Later on that first season, there was an episode where the cops gather around the body of female-victim-of-the-week and begin commenting on how pretty she is, and how well done her nails were. I couldn’t help but wonder why they were devoting so much attention to her appearance.

It became clear during the autopsy scene. “I noticed the subject has broad shoulders, small breasts, and narrow hips…” at which point, yes, my whole being braced itself, knowing EXACTLY what was coming. “…and that is a surgically constructed vagina.”

At which point all the cops start exaggeratedly demonstrating how totally grossed out there, gagging and such. Hooray.

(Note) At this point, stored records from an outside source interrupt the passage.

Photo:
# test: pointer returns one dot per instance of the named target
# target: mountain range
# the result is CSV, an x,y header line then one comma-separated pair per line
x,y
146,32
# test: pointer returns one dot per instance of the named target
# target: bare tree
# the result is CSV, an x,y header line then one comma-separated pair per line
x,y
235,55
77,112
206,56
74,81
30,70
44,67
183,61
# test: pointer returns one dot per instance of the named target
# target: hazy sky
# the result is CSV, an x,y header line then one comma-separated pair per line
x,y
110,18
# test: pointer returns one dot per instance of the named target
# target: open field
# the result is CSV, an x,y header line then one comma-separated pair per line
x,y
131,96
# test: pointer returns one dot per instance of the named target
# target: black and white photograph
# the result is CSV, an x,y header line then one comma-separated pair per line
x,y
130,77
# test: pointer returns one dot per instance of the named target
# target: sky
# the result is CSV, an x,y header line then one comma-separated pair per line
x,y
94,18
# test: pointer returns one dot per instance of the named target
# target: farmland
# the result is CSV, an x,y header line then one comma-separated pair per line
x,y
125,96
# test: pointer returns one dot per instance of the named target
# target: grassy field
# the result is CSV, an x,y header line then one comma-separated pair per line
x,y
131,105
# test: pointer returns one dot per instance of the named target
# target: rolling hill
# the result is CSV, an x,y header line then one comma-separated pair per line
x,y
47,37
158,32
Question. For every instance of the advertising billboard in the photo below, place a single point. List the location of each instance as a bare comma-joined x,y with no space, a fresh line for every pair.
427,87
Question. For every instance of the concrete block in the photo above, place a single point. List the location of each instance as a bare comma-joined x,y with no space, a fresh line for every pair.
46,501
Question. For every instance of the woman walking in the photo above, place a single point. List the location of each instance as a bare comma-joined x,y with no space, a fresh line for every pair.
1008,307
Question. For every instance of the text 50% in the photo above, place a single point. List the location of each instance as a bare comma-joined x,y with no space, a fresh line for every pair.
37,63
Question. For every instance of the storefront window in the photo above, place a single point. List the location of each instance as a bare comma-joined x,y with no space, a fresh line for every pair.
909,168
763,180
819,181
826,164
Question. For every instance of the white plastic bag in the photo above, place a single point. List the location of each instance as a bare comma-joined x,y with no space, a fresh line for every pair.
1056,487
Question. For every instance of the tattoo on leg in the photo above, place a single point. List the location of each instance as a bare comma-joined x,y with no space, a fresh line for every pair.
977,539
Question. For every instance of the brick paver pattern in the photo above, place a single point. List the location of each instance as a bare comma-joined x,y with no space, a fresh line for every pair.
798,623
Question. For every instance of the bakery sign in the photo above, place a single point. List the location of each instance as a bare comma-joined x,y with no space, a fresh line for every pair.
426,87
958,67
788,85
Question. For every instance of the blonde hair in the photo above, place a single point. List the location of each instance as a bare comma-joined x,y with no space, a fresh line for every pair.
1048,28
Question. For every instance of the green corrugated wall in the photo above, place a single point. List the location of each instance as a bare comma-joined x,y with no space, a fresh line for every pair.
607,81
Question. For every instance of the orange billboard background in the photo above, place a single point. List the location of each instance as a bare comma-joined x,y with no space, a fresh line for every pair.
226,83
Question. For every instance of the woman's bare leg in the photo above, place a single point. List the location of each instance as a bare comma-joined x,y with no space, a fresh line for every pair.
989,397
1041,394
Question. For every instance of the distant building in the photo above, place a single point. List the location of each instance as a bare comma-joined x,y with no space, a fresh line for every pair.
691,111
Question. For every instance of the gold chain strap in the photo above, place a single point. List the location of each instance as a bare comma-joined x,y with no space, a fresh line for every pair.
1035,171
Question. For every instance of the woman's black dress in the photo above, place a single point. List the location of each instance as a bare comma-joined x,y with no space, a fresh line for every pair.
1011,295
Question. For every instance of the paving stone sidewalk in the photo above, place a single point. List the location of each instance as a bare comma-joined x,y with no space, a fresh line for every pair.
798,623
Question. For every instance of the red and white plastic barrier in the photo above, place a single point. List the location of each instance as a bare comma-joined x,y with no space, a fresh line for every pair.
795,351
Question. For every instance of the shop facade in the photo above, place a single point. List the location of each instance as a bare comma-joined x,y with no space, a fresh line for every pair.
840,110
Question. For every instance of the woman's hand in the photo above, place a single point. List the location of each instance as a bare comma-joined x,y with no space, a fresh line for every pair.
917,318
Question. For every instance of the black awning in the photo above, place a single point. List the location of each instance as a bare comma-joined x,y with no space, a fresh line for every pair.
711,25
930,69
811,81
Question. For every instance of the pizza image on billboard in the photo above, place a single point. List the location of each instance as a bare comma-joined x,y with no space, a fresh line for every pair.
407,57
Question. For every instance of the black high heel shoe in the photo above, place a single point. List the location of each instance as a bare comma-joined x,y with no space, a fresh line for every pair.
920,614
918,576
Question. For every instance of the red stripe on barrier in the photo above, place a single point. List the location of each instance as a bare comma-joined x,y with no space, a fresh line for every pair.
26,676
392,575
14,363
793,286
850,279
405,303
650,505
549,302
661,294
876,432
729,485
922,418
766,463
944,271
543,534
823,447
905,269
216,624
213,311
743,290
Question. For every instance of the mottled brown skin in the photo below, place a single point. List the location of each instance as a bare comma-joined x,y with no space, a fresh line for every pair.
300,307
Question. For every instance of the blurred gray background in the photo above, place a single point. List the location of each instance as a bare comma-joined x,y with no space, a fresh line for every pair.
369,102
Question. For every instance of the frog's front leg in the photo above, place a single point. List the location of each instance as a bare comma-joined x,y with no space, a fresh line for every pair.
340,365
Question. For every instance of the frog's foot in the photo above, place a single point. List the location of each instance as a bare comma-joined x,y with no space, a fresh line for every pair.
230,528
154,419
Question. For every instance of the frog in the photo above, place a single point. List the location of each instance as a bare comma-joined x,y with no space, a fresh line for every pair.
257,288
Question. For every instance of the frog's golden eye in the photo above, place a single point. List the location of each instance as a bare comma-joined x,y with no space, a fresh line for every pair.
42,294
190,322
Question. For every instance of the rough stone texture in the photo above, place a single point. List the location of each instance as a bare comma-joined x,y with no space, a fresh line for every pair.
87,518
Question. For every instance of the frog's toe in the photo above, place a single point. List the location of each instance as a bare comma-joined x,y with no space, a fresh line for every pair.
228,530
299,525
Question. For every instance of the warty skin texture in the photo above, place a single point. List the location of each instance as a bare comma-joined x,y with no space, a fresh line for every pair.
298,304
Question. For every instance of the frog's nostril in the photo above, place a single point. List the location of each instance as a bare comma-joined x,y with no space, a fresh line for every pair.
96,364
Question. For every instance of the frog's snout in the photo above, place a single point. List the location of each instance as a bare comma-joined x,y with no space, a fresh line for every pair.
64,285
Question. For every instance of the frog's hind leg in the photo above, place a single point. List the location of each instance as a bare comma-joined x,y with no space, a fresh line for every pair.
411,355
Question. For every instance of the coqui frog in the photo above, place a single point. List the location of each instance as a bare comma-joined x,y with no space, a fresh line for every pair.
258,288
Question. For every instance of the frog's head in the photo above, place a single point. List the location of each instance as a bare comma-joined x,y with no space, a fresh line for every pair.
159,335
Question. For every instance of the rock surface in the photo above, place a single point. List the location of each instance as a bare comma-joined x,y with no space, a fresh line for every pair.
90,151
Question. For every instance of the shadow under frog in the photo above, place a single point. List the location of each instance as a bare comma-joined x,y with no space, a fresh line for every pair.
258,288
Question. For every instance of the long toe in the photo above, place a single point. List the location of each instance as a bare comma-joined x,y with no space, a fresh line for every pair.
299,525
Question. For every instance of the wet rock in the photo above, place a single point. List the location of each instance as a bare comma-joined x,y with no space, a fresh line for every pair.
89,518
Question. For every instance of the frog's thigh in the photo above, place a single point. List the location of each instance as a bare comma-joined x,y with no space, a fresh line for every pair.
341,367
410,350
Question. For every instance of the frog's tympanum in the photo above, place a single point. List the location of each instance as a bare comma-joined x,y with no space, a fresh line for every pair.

Chief pathologist then remarks “Better change the sex on your paperwork, boys!”

No. No you’d better not. In British Columbia, SRS means legal sex is female.

The cops and coroner and pathologists ALL proceed to refer to her by male pronouns, and her birth name, for the duration of the episode. The ONLY person who refers to her by female pronouns and her actual name is the woman who worked with her in a BDSM sex work partnership. Because kink, trans, lesbian, sex work, it’s all interchangeable, right? She kills herself at the end of the episode, of course.

The most irritating part is when DaVinci sits down with said soon-to-be-deceased BDSM Sex Worker and gives a long patronizing speech about how his work is all about working for the dead, “I’m here on HIS behalf. I’m hear to make sure ALAN’s memory received respect, so HE can rest easy”

Fuck you, DaVinci.

I don’t really know where I’m going with all this. Except maybe that sometimes people who get one thing very, very right can get a lot of other things very, very wrong.

Comments

  1. says

    I wonder how Da Vinci’s Inquest might look if it were made today. Hopefully this kind of crap could be avoided (though I wouldn’t hold my breath). But setting it against the backdrop of today’s DTES would be fascinating.

    • says

      Yeah… instead of the exclusively the horrors of the old DTES, it would play also against all the great activism and human compassion that has emerged there over the last five years, as well as the looming threat of gentrification closing in from Gastown, Chinatown, tourism and condo-developers. That’s something I was working on a post about yesterday, actually, but had to put on hold until early next week.

  2. says

    Natalie,

    I’ve dutifully made my donation and I demand that you finally address an issue that you’ve been skirting ever since you began blogging at FTB. This is a critical topic and I feel that we, your readers, deserve an in-depth, thoughtful answer to the question: Who do you think would win a fight between Mitt Romney and Sethe, from Toni Morrison’s Beloved?

  3. says

    For other readers: here’s the link to the old post on InSite, which I remember well because it was really good.

    Natalie, this post needs several citations. Please point to exactly where in which episode any cop said the word “catholic”, because if you can’t, I am sure you are not writing rationally. /satire

  4. ryangerber says

    Wow, that sounds even worse than the CSI episode with a transsexual victim. I didn’t think that was possible.

    I’m actually a bit worried about the assisted suicide ruling. By basing it on equal rights for the disabled they may have left an opening for a new law making all suicides illegal. I haven’t read the ruling itself, but nothing in the news reports would make such a law impossible.

  5. says

    DaVinci’s InQuest is one of my favorite shows. I watched it years ago when it was first run and recently started rewatching them.

    I remember the episode you describe, and what seemed perfectly reasonable on first viewing came off as patronizing as hell on second viewing. I attribute this to my own views improving and also to the caliber of writing and characterization on the show improving. Comparing the first season to later seasons and it’s easy to see. First season: Your standard police procedural with a few Canadian twists. Later season: Very real, often deeply flawed characters trying to navigate through problems without easy solutions.

    Anyway, definitely not defending them in this instance. But I do hope that the creators themselves would look back on that episode and say “Yes, we got that one wrong.”